Huh: Adobe unveils Flash-to-HTML5 converter. Seems like a dancing bear; hard to believe real developers are going to use this for real applications. Stay tuned...
Readability goes full HTML5. Didn't seem to take them very long ... wonder about the usability of the web app versus the native app. I'm sure we'll find out soon.
And this is interesting: HP to include webOS on all PCs. Ars Technical calls it 'a shot across Microsoft's bow', implying that webOS might supercede Windows? At least for some users, it might. We were just having a debate in our house about whether a new student going off to college really needs a laptop or could use an iPad. Given a decent keyboard, not clear.
Right on! I wish to purchase the faucet on the right, too. Faucets are one of the mysteries of the world; how could there be so many bad designs, so incompatible with each other?
Remember Google TV? Um, no, actually. Crickets.
Can you beat a computer at Rock - Paper - Scissors? I could not.
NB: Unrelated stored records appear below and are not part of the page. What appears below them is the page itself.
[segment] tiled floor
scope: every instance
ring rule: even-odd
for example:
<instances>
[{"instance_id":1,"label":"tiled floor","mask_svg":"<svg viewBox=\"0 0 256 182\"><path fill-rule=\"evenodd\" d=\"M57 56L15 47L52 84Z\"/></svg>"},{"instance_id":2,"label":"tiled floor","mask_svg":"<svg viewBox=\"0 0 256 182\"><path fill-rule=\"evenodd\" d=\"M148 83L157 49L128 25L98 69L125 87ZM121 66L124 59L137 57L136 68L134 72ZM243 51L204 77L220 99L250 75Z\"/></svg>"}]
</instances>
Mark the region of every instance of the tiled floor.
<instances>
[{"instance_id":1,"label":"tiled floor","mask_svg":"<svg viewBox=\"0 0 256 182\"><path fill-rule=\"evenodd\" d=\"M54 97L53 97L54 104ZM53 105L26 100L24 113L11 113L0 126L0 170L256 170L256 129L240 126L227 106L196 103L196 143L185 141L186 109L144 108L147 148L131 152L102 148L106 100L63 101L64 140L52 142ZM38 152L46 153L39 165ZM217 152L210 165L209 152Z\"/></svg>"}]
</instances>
Would be interesting to write a program to fool and thereby defeat this one :)
A bittersweet finale for the Space Shuttle. A magnificent technical achievement but always it was a $10 solution to a $5 problem. Putting stuff into orbit doesn't require people, and hence doesn't require the launch vehicle to return safely. Still - 39 flights, 5,570 orbits, 150 million miles, and a pretty good safety record.